BANKRUPTCY PROTECTION FROM FOREIGN CREDITORS

Does bankruptcy protect me against debts from
other countries?
By David Leibowitz, Illinois and Wisconsin Bankruptcy Attorney on Jun 21, 2009 in General Bankruptcy
Information
Clients frequently face debts from countries other than the United States. If you file a bankruptcy case in
the United States, what is the effect on your debts from overseas?
We tell clients not to worry too much about this. First of all, it takes some effort for a foreign creditor to
make its judgment enforceable in the United States. Some states might allow for “domestication” of
judgments easily and others might not.
Nevertheless, a discharge in bankruptcy will wipe out all judgments against you whether they arose here in
the United States or someplace else. This means that judgment creditor may not collect this judgment
against you in the United States after your discharge. If it does, you could sue them for the violation of the
discharge injunction. You may have other remedies too.

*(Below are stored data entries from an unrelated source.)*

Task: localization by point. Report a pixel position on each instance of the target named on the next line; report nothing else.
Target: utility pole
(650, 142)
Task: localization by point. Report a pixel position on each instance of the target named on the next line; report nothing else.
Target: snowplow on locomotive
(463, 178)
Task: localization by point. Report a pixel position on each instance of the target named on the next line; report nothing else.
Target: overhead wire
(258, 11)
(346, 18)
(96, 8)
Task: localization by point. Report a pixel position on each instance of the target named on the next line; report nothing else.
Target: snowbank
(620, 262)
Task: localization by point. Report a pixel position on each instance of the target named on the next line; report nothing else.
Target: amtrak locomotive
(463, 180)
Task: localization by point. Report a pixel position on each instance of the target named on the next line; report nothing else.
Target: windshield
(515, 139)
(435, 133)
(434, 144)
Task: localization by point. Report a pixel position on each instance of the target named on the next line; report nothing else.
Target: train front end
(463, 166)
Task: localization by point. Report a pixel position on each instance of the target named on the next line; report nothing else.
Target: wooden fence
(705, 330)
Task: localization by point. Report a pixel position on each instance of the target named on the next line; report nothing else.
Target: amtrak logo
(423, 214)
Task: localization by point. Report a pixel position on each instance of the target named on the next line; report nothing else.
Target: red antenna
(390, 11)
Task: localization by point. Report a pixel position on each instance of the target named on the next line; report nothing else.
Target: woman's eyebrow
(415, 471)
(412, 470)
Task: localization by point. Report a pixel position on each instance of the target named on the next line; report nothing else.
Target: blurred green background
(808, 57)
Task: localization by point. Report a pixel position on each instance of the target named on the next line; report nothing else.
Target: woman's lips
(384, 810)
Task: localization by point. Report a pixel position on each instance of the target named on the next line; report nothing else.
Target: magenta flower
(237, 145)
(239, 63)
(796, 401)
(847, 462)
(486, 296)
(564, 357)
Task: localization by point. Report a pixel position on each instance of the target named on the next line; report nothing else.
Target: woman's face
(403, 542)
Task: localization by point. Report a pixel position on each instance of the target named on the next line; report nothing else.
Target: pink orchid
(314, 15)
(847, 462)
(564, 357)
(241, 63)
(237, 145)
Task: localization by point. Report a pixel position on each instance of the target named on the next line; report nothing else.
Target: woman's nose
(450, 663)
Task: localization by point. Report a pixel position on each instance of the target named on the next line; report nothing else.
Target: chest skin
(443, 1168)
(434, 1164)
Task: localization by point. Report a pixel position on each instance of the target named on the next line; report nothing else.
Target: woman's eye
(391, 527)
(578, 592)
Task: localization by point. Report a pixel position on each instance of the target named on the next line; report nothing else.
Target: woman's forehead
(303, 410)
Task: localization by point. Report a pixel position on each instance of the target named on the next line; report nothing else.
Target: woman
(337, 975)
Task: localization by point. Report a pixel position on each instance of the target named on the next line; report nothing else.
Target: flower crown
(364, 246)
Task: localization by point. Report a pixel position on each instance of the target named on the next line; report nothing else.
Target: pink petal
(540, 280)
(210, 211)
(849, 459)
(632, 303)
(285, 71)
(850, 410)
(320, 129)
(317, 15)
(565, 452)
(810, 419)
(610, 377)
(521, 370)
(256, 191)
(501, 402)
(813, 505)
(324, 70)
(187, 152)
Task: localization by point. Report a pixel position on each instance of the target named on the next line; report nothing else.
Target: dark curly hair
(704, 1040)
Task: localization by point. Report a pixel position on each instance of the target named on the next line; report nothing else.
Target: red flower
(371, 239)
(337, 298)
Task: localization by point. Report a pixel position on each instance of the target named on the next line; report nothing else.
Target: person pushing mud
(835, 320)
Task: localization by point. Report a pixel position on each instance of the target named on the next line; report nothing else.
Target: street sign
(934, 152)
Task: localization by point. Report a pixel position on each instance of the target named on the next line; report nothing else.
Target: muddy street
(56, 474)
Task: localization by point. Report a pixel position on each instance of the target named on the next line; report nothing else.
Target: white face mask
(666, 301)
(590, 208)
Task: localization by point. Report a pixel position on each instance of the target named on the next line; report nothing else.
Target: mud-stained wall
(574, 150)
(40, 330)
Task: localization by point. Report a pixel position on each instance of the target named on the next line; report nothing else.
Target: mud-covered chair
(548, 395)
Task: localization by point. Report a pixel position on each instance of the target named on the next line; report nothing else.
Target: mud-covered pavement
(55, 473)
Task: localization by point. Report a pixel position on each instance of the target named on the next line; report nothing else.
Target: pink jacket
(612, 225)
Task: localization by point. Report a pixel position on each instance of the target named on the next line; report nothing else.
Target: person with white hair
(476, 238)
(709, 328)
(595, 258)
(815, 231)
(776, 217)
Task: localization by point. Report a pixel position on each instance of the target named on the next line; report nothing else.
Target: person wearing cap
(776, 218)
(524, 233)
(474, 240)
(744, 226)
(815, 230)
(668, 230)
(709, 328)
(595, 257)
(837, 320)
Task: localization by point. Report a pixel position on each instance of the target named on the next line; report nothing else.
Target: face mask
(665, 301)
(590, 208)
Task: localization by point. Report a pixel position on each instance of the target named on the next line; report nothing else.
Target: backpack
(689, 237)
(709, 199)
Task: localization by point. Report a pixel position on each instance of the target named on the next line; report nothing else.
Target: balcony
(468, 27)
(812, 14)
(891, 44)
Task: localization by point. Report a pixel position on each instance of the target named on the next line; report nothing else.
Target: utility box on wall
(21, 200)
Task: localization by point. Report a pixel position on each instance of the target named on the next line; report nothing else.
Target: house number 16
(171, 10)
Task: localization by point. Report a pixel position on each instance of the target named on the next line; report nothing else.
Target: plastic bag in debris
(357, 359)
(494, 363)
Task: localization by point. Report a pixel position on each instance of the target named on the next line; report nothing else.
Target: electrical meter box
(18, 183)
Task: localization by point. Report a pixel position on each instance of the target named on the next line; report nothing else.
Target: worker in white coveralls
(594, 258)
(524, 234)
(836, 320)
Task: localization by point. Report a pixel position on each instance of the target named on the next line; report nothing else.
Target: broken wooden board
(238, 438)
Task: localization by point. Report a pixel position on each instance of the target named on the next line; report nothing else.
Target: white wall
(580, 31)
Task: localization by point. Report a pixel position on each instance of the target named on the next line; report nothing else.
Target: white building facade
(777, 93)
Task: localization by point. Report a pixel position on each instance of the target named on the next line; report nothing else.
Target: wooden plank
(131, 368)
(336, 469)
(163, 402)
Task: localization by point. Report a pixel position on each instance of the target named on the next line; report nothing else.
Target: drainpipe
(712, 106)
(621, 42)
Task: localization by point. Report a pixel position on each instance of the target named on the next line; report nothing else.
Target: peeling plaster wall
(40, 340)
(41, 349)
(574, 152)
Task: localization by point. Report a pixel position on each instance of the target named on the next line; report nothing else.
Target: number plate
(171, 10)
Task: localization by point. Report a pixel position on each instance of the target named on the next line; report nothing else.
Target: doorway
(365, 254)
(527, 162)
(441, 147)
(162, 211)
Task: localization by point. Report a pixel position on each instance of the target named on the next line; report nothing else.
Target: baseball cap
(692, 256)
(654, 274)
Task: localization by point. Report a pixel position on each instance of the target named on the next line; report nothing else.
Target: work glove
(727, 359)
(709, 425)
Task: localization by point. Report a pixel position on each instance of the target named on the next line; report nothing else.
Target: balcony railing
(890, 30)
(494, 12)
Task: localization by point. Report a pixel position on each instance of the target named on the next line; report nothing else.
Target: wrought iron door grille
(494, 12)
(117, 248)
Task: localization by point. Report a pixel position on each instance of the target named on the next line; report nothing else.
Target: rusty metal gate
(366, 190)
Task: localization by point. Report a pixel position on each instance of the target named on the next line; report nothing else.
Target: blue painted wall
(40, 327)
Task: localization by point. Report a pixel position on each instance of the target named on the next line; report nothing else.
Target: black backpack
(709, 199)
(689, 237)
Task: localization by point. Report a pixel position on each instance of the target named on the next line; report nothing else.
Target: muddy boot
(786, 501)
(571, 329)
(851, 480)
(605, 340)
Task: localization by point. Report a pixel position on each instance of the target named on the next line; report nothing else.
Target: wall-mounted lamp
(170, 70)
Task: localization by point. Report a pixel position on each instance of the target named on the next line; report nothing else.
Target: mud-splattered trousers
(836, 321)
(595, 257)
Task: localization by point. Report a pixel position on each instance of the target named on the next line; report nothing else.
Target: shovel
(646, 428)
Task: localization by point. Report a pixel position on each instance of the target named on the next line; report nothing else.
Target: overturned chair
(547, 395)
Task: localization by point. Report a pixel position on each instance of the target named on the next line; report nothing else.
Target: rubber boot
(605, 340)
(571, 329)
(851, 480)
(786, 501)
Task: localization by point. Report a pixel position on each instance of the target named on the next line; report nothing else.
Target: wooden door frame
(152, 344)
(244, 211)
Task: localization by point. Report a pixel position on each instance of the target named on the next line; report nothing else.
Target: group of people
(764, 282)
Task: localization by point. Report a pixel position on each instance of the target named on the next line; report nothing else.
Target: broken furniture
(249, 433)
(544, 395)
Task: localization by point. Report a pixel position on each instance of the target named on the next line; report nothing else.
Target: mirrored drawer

This does not mean that you are “home free.” If you were to move back to the country where the judgment
arose, let’s say Scotland for example, your United States bankruptcy discharge would not affect the validity
of the judgment in Scotland. You would have to seek bankruptcy in the foreign country under the foreign
country’s laws in order to protect yourself there. So, more realistically, if you have claims against you in
neighboring countries like Mexico or Canada, you’d have to address your rights under Mexican or Canadian
bankruptcy law if you planned to move back there to protect yourself against claims arising in your home
country.
This leads us to another important point. You need not be a citizen of the United States in order to file a
bankruptcy case in the United States.